Think this will improve, or will the increasing amount of users and traffic overwhelm any technical improvements? ...
I think the delays are far longer than people realize. To measure the delay, have the person count slowly together with you: 1,2,3... With this technique I've found the delay to be usually around 1 second.
There are technologies available today (and in limited use), which allow much better sound quality ...Personally I do use it every day and like it a lot, as our company phones default to wide band, falling back to narrow-band if bandwidth is not available.
Is there any way that I could say "Well, today I'd like to talk to my daughter using high-quality audio," and do it, even if it cost more?
There should be, and I'd also like to hear about it. There are many things that could be done using the internet (I think we are pretty locked in on cell/landline calls - but I seem to remember seeing a bandwidth setting on a phone once in the early days of digital - those are probably locked out these days). Most internet connections are fast enough to handle a higher bandwidth and less compressed signal. That should not be a problem for most internet connections. As an example, we can do video & audio on SKYPE (or others), let me use ALL of that for the audio when I want.
A [-]word[/-] paragraph or two on those delays - as I understand it, they are due to two (related) components.
1) Cell and VOIP phones take a sample of your voice over a burst of time (let's just say 1/10 of a second for this explanation). Your phone has to store that 0.1 sec sample and then analyze it and create a compressed version of it. So it already has a minimum 0.1 sec delay, as it had to wait for the whole thing in order to run its compression algorithm. Then it takes some amount of time to compress it. Then, it has to send that 0.1 sec 'packet', and it takes some time to get to its destination. Then... the receiving end has to decode that 'packet' into a .1 sec burst of sound, and finally.... play that sound back on the receiver. And while this is happening, each side needs to be working on encoding the following .1 sec burst of audio in parallel,
So, you always have a delay of at least the "sample packet" time length, plus encoding, transfer and decoding. Quite a bit to ask from these little devices.
2) Jitter - this is the nasty part for internet phone calls. It turns out (again, as I understand this), that .1 second sound sample gets split into a bunch of data packets over the internet. And each packet can take a different route (and they often do). And some packets will take longer to get there, or even get lost and be asked to re-transmit. Now, you don't notice this on a web page so much, if it takes two seconds to load, you don't often care that one section loaded before another - you mainly care about the final finished page you read. But with voice, it doesn't work that way - you can't 'read' a voice if the bits are out of order.
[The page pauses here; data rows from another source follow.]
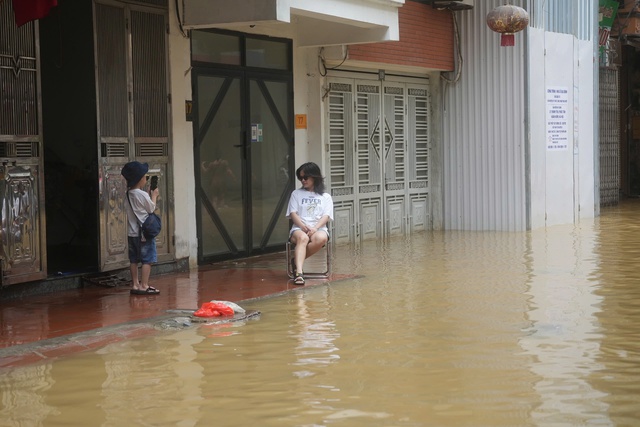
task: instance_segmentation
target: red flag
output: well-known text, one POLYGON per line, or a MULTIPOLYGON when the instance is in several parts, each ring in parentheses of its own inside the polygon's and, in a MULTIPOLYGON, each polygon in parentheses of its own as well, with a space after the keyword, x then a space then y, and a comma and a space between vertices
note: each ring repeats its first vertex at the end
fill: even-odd
POLYGON ((13 0, 13 14, 16 25, 20 27, 29 21, 44 18, 58 0, 13 0))

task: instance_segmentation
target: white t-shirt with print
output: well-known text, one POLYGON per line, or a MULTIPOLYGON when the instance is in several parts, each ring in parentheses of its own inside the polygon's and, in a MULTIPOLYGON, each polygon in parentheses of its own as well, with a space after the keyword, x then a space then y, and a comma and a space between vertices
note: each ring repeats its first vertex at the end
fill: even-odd
MULTIPOLYGON (((287 208, 287 218, 291 216, 291 212, 296 212, 308 227, 315 228, 318 221, 325 215, 328 215, 329 219, 333 220, 333 199, 329 193, 320 195, 304 188, 299 188, 291 193, 289 207, 287 208)), ((299 229, 300 227, 293 224, 291 233, 299 229)), ((319 230, 324 230, 328 233, 326 225, 319 230)))

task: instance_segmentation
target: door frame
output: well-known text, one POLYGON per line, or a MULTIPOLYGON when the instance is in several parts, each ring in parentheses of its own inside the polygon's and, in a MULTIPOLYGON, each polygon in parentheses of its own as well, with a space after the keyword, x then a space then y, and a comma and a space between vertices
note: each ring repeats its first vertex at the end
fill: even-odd
POLYGON ((16 27, 11 10, 0 2, 3 35, 14 40, 0 56, 9 96, 0 104, 8 107, 0 117, 0 289, 47 277, 40 29, 37 20, 16 27))
MULTIPOLYGON (((171 88, 170 88, 170 66, 169 66, 169 34, 166 31, 169 20, 169 13, 166 7, 157 7, 153 5, 144 5, 139 3, 129 3, 117 0, 93 0, 93 25, 94 25, 94 63, 95 81, 96 81, 96 143, 98 145, 98 183, 99 183, 99 215, 100 215, 100 251, 99 266, 100 271, 110 271, 128 267, 129 257, 127 249, 127 219, 124 211, 126 202, 126 183, 120 175, 122 166, 131 161, 138 160, 149 164, 149 174, 157 175, 160 179, 158 186, 160 195, 156 202, 156 210, 162 216, 164 226, 161 233, 156 237, 156 246, 158 249, 158 262, 172 262, 175 260, 175 242, 173 237, 173 179, 171 172, 172 158, 172 112, 171 112, 171 88), (121 87, 123 92, 120 94, 127 98, 126 102, 126 136, 110 136, 105 135, 105 123, 102 122, 101 105, 103 102, 109 101, 111 94, 101 85, 102 69, 98 66, 101 58, 99 56, 100 49, 98 42, 101 34, 97 24, 99 7, 110 7, 122 11, 122 19, 124 22, 124 73, 125 78, 121 87), (158 28, 162 31, 163 43, 163 61, 164 70, 164 90, 166 95, 166 112, 159 120, 166 120, 165 135, 139 135, 136 133, 136 102, 142 98, 136 98, 136 90, 134 87, 134 79, 136 75, 140 75, 143 71, 134 70, 134 44, 133 39, 133 20, 132 15, 137 13, 146 13, 161 17, 163 22, 158 28), (102 96, 102 92, 106 96, 102 96)), ((136 28, 147 28, 145 26, 136 28)), ((154 37, 151 37, 153 39, 154 37)), ((103 46, 103 49, 112 49, 112 46, 103 46)), ((147 52, 142 52, 140 57, 143 58, 147 52)), ((148 65, 151 66, 152 64, 148 65)), ((158 70, 156 68, 156 70, 158 70)), ((160 74, 162 74, 160 73, 160 74)), ((107 74, 107 73, 105 73, 107 74)), ((158 74, 156 74, 158 76, 158 74)), ((105 79, 106 80, 106 79, 105 79)), ((149 87, 140 85, 139 92, 149 92, 149 87)), ((156 104, 158 105, 158 104, 156 104)), ((140 116, 144 116, 145 112, 140 112, 140 116)), ((112 122, 111 124, 115 123, 112 122)))
MULTIPOLYGON (((293 174, 289 173, 289 181, 284 189, 279 202, 277 204, 276 209, 274 210, 274 215, 269 222, 267 227, 265 236, 261 239, 260 245, 254 245, 253 239, 253 195, 252 189, 250 185, 250 177, 252 171, 252 156, 251 156, 251 117, 250 117, 250 82, 251 81, 278 81, 287 84, 288 92, 291 93, 291 96, 288 97, 287 100, 287 112, 288 117, 284 117, 288 123, 285 125, 288 126, 289 131, 288 135, 286 135, 288 139, 288 155, 289 155, 289 163, 288 168, 289 172, 294 168, 294 114, 293 114, 293 73, 291 71, 287 71, 283 73, 280 70, 266 70, 266 69, 255 69, 255 68, 245 68, 245 67, 229 67, 229 66, 215 66, 213 64, 202 65, 197 64, 194 65, 192 70, 192 93, 193 93, 193 139, 194 139, 194 164, 196 165, 196 173, 195 173, 195 185, 196 185, 196 224, 197 224, 197 237, 198 237, 198 263, 210 263, 214 261, 221 261, 227 259, 236 259, 236 258, 244 258, 253 255, 259 255, 263 253, 271 253, 283 250, 285 247, 286 241, 278 242, 275 244, 269 244, 269 236, 274 230, 277 217, 280 214, 284 214, 286 203, 288 201, 288 195, 291 193, 294 187, 294 177, 293 174), (205 206, 202 205, 202 188, 203 188, 203 179, 200 173, 199 165, 201 164, 202 159, 200 158, 200 144, 201 144, 201 131, 200 131, 200 118, 199 118, 199 93, 198 93, 198 78, 200 76, 216 76, 221 78, 237 78, 240 79, 240 109, 241 109, 241 117, 240 117, 240 127, 241 127, 241 141, 242 141, 242 154, 241 154, 241 195, 243 200, 242 207, 242 229, 243 229, 243 246, 244 249, 238 249, 234 244, 231 236, 227 232, 224 223, 220 216, 217 214, 215 207, 207 203, 205 206), (215 227, 217 227, 218 232, 220 233, 222 239, 225 241, 229 251, 214 254, 214 255, 205 255, 204 248, 202 245, 202 233, 203 233, 203 217, 202 217, 202 208, 205 208, 209 213, 211 220, 213 221, 215 227)), ((220 98, 214 99, 214 103, 222 103, 224 99, 220 98)), ((213 105, 213 104, 212 104, 213 105)), ((269 105, 269 108, 273 110, 272 105, 269 105)), ((274 165, 275 167, 275 165, 274 165)))
MULTIPOLYGON (((410 180, 409 175, 410 171, 408 170, 408 166, 411 164, 410 154, 412 150, 415 149, 415 146, 411 146, 411 144, 415 144, 417 138, 414 141, 409 141, 409 137, 416 135, 415 129, 410 129, 411 124, 415 124, 412 122, 409 117, 409 109, 410 109, 410 97, 412 91, 422 90, 426 91, 426 104, 427 104, 427 122, 432 123, 432 115, 430 108, 430 79, 428 78, 415 78, 411 76, 389 76, 384 80, 380 80, 378 74, 373 73, 361 73, 361 72, 334 72, 331 76, 327 77, 327 86, 329 88, 332 87, 332 84, 336 84, 337 86, 349 85, 351 87, 350 92, 345 92, 344 90, 339 91, 342 94, 349 93, 351 96, 351 103, 353 106, 351 108, 347 108, 349 106, 345 105, 344 111, 344 121, 345 123, 350 123, 350 129, 344 129, 344 140, 345 144, 352 144, 353 153, 350 153, 350 161, 349 158, 345 156, 345 173, 348 172, 348 169, 352 169, 353 182, 348 183, 345 178, 345 182, 341 183, 341 186, 334 185, 331 180, 330 189, 331 194, 334 197, 334 210, 336 220, 331 223, 332 226, 332 236, 335 236, 333 239, 336 243, 358 243, 361 240, 366 238, 377 238, 377 239, 386 239, 391 235, 395 234, 410 234, 413 231, 417 230, 425 230, 431 228, 431 203, 430 203, 430 172, 429 176, 426 179, 426 184, 424 188, 420 188, 419 185, 416 185, 416 180, 410 180), (358 117, 358 85, 371 85, 377 86, 379 88, 378 92, 378 101, 376 103, 378 109, 378 122, 379 122, 379 130, 378 135, 380 138, 385 137, 386 129, 385 129, 385 116, 387 115, 385 112, 385 88, 389 86, 402 86, 403 88, 403 99, 404 99, 404 163, 405 167, 405 177, 402 182, 403 190, 402 190, 402 200, 394 201, 394 209, 391 212, 391 198, 398 198, 400 194, 396 196, 391 196, 390 191, 394 191, 397 193, 397 190, 388 190, 387 187, 387 165, 384 161, 386 155, 388 155, 389 148, 384 148, 385 144, 382 144, 382 151, 380 153, 380 158, 378 160, 378 166, 380 171, 380 182, 374 183, 366 183, 367 188, 363 192, 361 188, 361 182, 359 181, 359 171, 358 171, 358 120, 361 118, 358 117), (381 123, 381 124, 380 124, 381 123), (378 190, 375 187, 379 185, 380 188, 378 190), (363 194, 379 194, 377 200, 375 197, 362 197, 363 194), (380 204, 381 206, 379 206, 380 204), (393 221, 392 216, 398 215, 397 209, 400 208, 402 212, 400 223, 396 224, 397 221, 393 221), (375 215, 373 212, 379 212, 379 218, 373 218, 375 215), (392 215, 393 214, 393 215, 392 215), (345 224, 348 222, 348 224, 345 224), (396 227, 394 229, 394 227, 396 227), (399 231, 400 230, 400 231, 399 231)), ((326 138, 331 138, 331 94, 333 92, 329 91, 329 96, 326 97, 325 100, 325 112, 326 112, 326 125, 325 125, 325 135, 326 138)), ((364 92, 363 92, 364 93, 364 92)), ((340 95, 344 96, 344 95, 340 95)), ((348 102, 345 100, 344 102, 348 102)), ((414 117, 415 119, 415 117, 414 117)), ((345 125, 347 126, 347 125, 345 125)), ((431 125, 428 126, 429 128, 431 125)), ((369 135, 370 136, 370 135, 369 135)), ((428 151, 431 151, 431 135, 429 131, 428 135, 428 151)), ((323 165, 324 169, 327 171, 333 171, 331 168, 331 162, 340 161, 340 159, 334 158, 331 155, 331 147, 332 141, 325 140, 325 144, 327 147, 327 151, 329 155, 325 159, 325 164, 323 165)), ((348 147, 345 147, 346 150, 348 147)), ((369 159, 371 160, 371 159, 369 159)), ((432 156, 429 154, 427 161, 427 170, 431 171, 431 161, 432 156)), ((423 183, 424 184, 424 183, 423 183)), ((397 186, 398 184, 396 184, 397 186)), ((394 218, 397 219, 397 218, 394 218)))

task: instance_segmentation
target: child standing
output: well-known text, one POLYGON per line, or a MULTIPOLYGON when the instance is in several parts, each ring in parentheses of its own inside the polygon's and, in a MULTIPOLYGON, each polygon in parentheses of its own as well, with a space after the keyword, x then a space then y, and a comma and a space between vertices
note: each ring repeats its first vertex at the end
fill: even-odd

So, the decoder has to wait for ALL the bits to get there, at some point, it gives up and does the best it can with what it gt. This is where you get drop offs and other artifacts.
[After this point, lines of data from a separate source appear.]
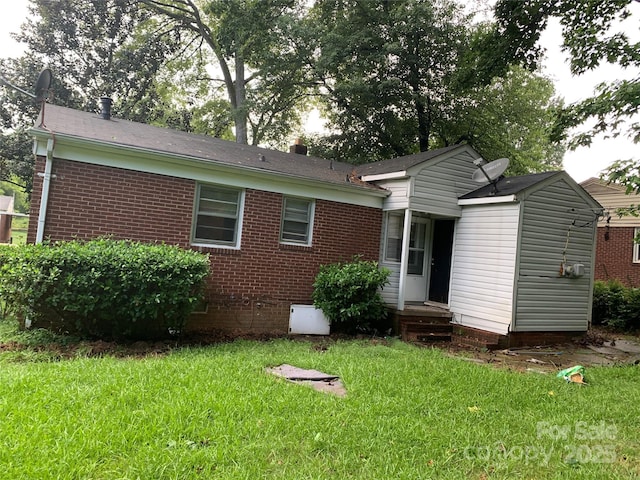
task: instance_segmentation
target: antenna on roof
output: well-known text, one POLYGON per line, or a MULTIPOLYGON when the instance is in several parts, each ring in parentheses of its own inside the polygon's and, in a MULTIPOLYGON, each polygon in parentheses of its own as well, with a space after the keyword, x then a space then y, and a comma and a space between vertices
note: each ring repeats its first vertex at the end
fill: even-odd
POLYGON ((489 182, 493 186, 493 193, 497 193, 498 178, 509 166, 508 158, 499 158, 493 162, 484 163, 482 158, 473 161, 478 168, 471 174, 471 180, 478 183, 489 182))
POLYGON ((35 95, 34 98, 36 100, 36 104, 40 104, 40 126, 44 125, 44 105, 47 103, 47 99, 49 98, 49 89, 51 88, 51 80, 53 79, 53 75, 51 74, 51 70, 45 68, 38 75, 38 80, 36 80, 36 84, 34 87, 35 95))

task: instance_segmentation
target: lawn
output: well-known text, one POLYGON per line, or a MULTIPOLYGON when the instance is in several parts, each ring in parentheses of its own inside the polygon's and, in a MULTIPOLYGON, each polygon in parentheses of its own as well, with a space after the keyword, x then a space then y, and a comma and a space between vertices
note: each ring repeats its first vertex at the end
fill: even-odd
MULTIPOLYGON (((0 334, 25 338, 1 322, 0 334)), ((397 340, 64 360, 10 350, 0 348, 1 478, 640 476, 637 366, 589 368, 578 386, 397 340), (347 396, 265 373, 282 363, 339 375, 347 396)))
POLYGON ((16 245, 27 243, 27 229, 29 227, 28 217, 13 217, 11 221, 11 239, 16 245))

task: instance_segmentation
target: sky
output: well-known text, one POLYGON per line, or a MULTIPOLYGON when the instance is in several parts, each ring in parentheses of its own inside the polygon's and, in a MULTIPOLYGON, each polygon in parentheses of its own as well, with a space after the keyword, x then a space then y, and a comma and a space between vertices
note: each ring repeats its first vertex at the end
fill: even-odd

Whew.... Bottom line - with a reasonably high speed, low jitter connection, yes, you should be able to specify a high quality sound. It is technically feasible, whether it is available or not I do not know. Thinking about what I just wrote, it may help to trade off delay for audio quality. That may or may not be a good trade off, but you can adapt to the delay, poor sound and drop outs are harder to adapt to.
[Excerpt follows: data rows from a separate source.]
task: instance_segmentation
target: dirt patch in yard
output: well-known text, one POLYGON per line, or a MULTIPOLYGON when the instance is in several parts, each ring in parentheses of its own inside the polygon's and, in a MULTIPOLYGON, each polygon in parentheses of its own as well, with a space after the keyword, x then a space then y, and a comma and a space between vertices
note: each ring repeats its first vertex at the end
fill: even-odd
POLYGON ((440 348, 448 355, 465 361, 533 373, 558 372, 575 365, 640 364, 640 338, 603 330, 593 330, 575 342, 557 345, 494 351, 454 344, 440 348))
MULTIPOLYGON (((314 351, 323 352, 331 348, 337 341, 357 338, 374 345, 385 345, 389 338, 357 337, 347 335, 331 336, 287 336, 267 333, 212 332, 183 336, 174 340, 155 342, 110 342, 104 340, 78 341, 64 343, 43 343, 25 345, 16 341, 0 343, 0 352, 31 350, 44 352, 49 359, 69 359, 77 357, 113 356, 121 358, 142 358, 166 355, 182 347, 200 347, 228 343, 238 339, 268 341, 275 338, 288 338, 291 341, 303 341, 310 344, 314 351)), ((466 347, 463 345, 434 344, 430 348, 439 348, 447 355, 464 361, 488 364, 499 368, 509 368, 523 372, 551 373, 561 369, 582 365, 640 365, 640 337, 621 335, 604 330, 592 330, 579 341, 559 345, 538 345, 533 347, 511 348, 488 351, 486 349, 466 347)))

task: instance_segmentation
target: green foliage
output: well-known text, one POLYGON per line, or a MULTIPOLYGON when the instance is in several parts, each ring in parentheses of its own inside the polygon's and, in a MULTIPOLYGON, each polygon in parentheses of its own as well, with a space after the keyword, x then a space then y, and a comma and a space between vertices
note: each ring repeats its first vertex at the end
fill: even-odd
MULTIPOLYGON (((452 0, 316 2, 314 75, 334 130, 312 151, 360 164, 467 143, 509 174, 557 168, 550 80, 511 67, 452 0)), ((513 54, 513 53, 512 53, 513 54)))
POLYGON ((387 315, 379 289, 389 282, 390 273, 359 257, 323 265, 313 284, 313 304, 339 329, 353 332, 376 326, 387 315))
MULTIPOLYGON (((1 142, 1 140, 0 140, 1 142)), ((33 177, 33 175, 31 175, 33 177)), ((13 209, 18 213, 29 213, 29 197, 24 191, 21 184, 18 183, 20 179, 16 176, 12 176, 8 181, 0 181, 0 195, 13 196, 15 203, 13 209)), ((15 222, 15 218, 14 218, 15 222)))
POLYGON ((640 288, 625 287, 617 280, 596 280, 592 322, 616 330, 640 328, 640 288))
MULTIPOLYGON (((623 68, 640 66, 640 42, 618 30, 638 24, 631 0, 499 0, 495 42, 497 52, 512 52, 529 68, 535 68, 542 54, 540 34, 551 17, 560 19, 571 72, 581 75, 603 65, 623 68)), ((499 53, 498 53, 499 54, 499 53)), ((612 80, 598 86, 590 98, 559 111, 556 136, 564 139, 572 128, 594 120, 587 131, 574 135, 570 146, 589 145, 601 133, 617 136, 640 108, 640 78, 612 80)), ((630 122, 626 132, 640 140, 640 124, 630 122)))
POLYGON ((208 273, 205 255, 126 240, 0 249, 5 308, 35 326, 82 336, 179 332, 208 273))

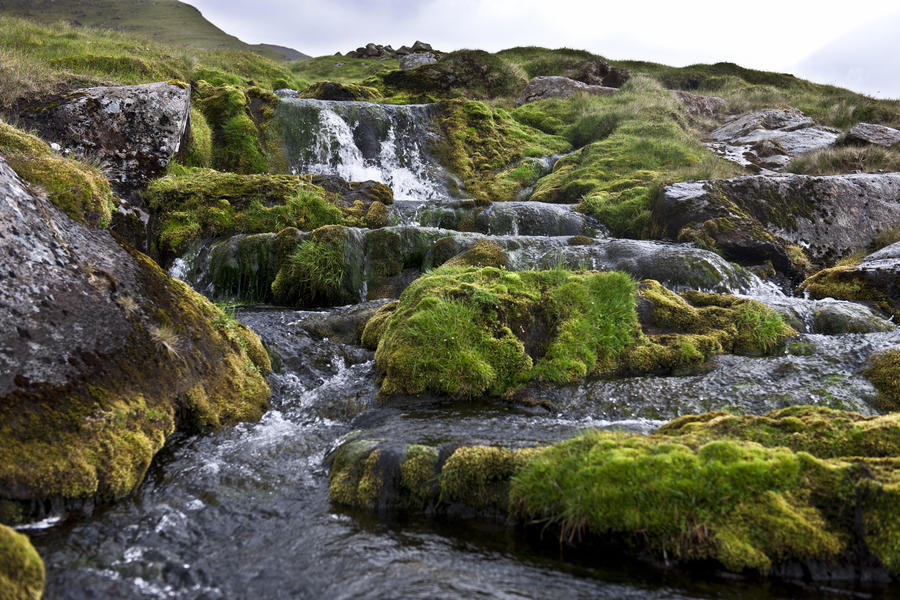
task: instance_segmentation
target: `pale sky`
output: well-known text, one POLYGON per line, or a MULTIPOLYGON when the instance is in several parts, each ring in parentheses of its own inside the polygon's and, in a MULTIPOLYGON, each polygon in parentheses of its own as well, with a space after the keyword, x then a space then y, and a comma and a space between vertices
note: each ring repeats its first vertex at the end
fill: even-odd
POLYGON ((735 62, 900 98, 897 0, 187 0, 250 43, 320 56, 395 48, 570 47, 682 66, 735 62))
But, to answer your question... I do not think it will get any better... the reason I say is our company has hold music... and we had the guy out here to check the system because it sounds so bad to so many people...
Music on hold, or any other "constant" sound is really challenging for digital phone systems that were designed primarily for human voices.
I'm amazed that companies have not caught on to this - music really does sound absolutely awful over these compressions schemes. They should drop the music, or maybe find some types (simple tones maybe?) that sound OK compressed. It really adds to the annoyance of being on hold.
Sound quality on landlines has deteriorated and cell phones have always been bad. I don't think either will improve, as it's just not that important to most folks--the sound quality/pseudo half-duplex operation, etc are acceptable and they are not willing to pay a higher price for better sound.
I think it will improve.
Eventually, there won't be any such thing as analog voice calls; everything will be digital.
Just as the digital conversion of analog music gave us CDs with better quality than the old analog vinyl records, the same thing will happen with phones.
braumeister, I have to go with samclem on this. while CDs were a big improvement in many ways (I will also refrain from the vinyl-vs-CD debate), look what has happened - despite all the technology improvements we have had since the 80's, people buy music in compressed formats. Convenience/cost over quality. So no, I don't think it'll get better. Too may people are 'perfectly happy' with junk, and often-times the majority rules and the marketplace is filled with junk.
Well, I know for a fact that analog computers are more responsive and more accurate that the best digital computers will ever will be. But when you apply the "does it matter?" test, digital might be as good as analog.
It's not so much the technology, it is the
implementation[ of the technology. There is good & bad analog, and there is good & bad digital.
And I agree with many that we ought to have the option of better sound when we want it, charge me for it if you must, but give me the option.